A major problem in resolving harmful legacies from the communist era like the toxic waste dump in Vrakuňa is that the state first has to identify the so-called obligatory person, i.e. the institution or organisation that is responsible for the dump. If no concrete obligatory person is found, the state is left with responsibility for dealing with the problem.

But the procedure to find the obligatory person in case of the Vrakuňa dump is taking longer than originally expected. The previous environment minister, Peter Žiga, suggested last summer that action would be taken quickly, but this did not happen.

“They were promising as early as last year that in January we would go for a public procurement [for the project to insulate the waste dump],” said Kuruc. “It’s the end of October and nothing is happening.”

Sólymos, the new minister, is now also promising fast action. After the District Office of Bratislava, part of the local state administration, on October 11 issued a verdict that it is not possible to identify the obligatory person, the Environment Ministry will prepare a proposal for the government to declare the ministry the obligatory person. Sólymos plans to submit that proposal to the government in mid November. After the government approves it, the ministry can start a public procurement procedure to find a contractor to insulate the waste dump.

“We have prepared the project in advance, so we do not need to wait [before launching] the public procurement process,” said Sólymos.

While the ministry is not able to influence how long the procurement process will last, it estimates that work will start during the second half of 2017.

While there are two possible solutions for the waste dump, the Environment Ministry prefers encapsulation. This approach involves building a wall around the waste dump, which covers about 4.65 hectares and holds about 120,000 cubic metres of toxic waste. The wall would be built to a depth of 20 metres, where there is an impermeable layer of subsoil. The site would also need to be covered to prevent rain water getting into it. The cost of encapsulation is estimated to be between €20 million and €25 million, for which the ministry plans to use EU funds. By comparison, the cost of completely removing the waste and cleaning up the site would be €120 million.

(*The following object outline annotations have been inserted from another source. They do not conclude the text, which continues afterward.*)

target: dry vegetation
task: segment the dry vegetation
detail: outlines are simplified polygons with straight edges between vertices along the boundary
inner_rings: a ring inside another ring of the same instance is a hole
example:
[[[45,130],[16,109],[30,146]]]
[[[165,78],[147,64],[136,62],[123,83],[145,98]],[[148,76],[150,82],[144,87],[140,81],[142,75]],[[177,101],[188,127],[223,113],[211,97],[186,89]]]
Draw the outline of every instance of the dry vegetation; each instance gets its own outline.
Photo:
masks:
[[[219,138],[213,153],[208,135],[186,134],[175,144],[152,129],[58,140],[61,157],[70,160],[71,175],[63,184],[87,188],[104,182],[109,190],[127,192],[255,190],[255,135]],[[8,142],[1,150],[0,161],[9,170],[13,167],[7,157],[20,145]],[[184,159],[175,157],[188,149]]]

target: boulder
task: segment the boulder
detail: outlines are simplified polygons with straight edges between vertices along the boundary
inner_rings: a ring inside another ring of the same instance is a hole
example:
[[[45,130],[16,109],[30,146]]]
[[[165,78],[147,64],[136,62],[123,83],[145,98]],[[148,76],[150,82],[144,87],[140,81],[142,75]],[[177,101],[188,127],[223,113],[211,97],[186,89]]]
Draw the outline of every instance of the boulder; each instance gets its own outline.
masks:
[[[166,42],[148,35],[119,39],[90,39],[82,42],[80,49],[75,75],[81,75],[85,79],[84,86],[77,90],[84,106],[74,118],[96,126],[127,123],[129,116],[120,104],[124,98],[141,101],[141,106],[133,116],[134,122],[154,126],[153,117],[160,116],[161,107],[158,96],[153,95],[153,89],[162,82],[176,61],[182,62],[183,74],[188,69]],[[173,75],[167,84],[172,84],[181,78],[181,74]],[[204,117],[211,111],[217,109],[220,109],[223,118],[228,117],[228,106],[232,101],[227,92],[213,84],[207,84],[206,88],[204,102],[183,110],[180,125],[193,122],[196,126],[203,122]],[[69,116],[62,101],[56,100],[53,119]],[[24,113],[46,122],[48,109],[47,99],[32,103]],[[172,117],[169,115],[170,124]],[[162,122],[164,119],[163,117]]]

The citizens of Vrakuňa are sceptical about the promises made so far, and say they will wait see what action is taken.

“When the cabinet approves the proposal [to identify the Environment Ministry as the obligatory person], I will be very grateful and personally send a thank-you letter to the minister,” Kuruc said.

Toxic legacy

The Vrakuňa chemical dump, which began life as an official waste site, was used by the chemical company Chemické Závody Juraja Dimitrova (CHZJD). It was built, with permission, in part of a dried-up branch of the Little Danube river in 1966 and closed down in 1979. About some 120,000 cubic metres of chemical waste were dumped there. Later, it was covered with an inert material.

After the Velvet Revolution CHJZD was transformed into Istrochem and later privatised.

But the dump and the related land was transferred to a local agricultural cooperation and afterwards to municipal office as early as in the 1980s, according to Miroslav Dragun, director of the Institute for Development of Bratislava Region. In the process of these transfers it became unclear who was responsible for the toxic waste.

Read also:Pollution from communist era remains a problem Read more 

In August 2015, the Environment Ministry announced the results of an extensive geological investigation of the locality, based on which it concluded that the location of the waste dump represents an environmental as well as a health risk that requires remedial measures.

The report reads that sources of drinking water on Žitný Ostrov are not endangered and the problem is local, but it is still necessary to address the issue. The geological investigation confirmed long-standing suspicions of high concentrations of dangerous agents like pesticides, herbicides, benzenes and arsenic, and said these were gradually spreading.